OmniDocBench: A Real-World, Fine-Grained Benchmark for Fair and Comprehensive PDF Document Parsing Evaluation

OmniDocBench: A Real-World, Fine-Grained Benchmark for Fair and Comprehensive PDF Document Parsing Evaluation
Paper & Code
OmniDocBench: Benchmarking Diverse PDF Document Parsing with Comprehensive Annotations
2025 opendatalab/OmniDocBench
1279

Evaluating document parsing systems has long been a frustrating exercise in inconsistency. Many existing benchmarks focus narrowly on clean academic papers or synthetic layouts, ignore reading order, or lack fine-grained annotations for tables, formulas, and complex formatting.

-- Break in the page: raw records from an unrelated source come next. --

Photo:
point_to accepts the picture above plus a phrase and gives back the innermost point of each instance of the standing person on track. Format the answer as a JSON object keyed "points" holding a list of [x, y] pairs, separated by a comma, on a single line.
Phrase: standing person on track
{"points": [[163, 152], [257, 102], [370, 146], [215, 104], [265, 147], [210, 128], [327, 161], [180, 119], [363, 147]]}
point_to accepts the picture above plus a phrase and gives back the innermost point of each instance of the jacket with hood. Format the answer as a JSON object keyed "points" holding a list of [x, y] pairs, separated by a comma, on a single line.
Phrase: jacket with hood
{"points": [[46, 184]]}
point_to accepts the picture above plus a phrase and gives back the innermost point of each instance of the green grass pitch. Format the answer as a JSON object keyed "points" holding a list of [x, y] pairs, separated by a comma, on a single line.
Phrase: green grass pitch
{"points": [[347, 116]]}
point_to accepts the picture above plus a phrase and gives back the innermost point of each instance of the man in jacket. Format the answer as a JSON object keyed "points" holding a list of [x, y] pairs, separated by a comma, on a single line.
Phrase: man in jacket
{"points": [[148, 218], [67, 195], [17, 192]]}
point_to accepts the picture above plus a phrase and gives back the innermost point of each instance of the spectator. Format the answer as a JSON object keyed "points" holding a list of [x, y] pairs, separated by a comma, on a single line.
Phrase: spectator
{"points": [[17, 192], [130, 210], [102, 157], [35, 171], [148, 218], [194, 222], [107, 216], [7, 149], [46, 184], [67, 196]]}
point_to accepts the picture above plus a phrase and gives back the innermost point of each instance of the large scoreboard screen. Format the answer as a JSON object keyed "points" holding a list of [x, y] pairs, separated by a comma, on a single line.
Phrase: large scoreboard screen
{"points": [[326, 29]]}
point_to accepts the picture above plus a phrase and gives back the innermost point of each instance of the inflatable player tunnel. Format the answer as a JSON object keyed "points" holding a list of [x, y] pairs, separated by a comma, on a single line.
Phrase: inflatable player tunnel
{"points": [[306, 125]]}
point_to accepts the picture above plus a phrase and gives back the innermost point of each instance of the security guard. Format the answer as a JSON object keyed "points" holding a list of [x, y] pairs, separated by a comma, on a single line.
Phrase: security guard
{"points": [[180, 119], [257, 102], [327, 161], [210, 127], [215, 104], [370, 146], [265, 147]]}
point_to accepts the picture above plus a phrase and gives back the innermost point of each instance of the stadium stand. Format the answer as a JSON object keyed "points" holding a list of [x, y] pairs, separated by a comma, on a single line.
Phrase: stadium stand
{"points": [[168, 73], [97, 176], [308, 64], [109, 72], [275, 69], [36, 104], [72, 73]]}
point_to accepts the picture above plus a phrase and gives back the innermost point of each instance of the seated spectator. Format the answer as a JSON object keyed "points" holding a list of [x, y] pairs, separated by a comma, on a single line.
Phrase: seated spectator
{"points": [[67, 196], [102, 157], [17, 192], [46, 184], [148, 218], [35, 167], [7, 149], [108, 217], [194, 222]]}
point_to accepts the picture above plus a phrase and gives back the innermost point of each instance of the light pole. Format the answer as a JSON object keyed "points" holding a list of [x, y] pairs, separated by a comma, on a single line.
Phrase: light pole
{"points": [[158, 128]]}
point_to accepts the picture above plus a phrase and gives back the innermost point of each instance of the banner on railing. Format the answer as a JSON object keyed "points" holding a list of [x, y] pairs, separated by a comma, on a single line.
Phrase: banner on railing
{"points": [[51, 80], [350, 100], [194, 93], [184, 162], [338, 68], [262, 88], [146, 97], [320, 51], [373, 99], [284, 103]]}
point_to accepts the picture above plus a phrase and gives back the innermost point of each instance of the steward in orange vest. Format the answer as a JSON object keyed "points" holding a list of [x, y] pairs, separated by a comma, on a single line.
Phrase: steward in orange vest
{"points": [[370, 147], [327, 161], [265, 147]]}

As a result, teams building retrieval-augmented generation (RAG) pipelines, large language model (LLM) pretraining datasets, or enterprise document automation tools struggle to answer a simple question: Does this model truly work on real-world PDFs?

Enter OmniDocBench—a rigorously designed, open-source benchmark that brings fairness, diversity, and precision to document understanding evaluation. Unlike its predecessors, OmniDocBench evaluates models not just on “does it extract text?” but on how accurately they reconstruct layout, semantics, and structure across wildly different document types—from handwritten notes and dense financial reports to multilingual textbooks and scanned newspapers.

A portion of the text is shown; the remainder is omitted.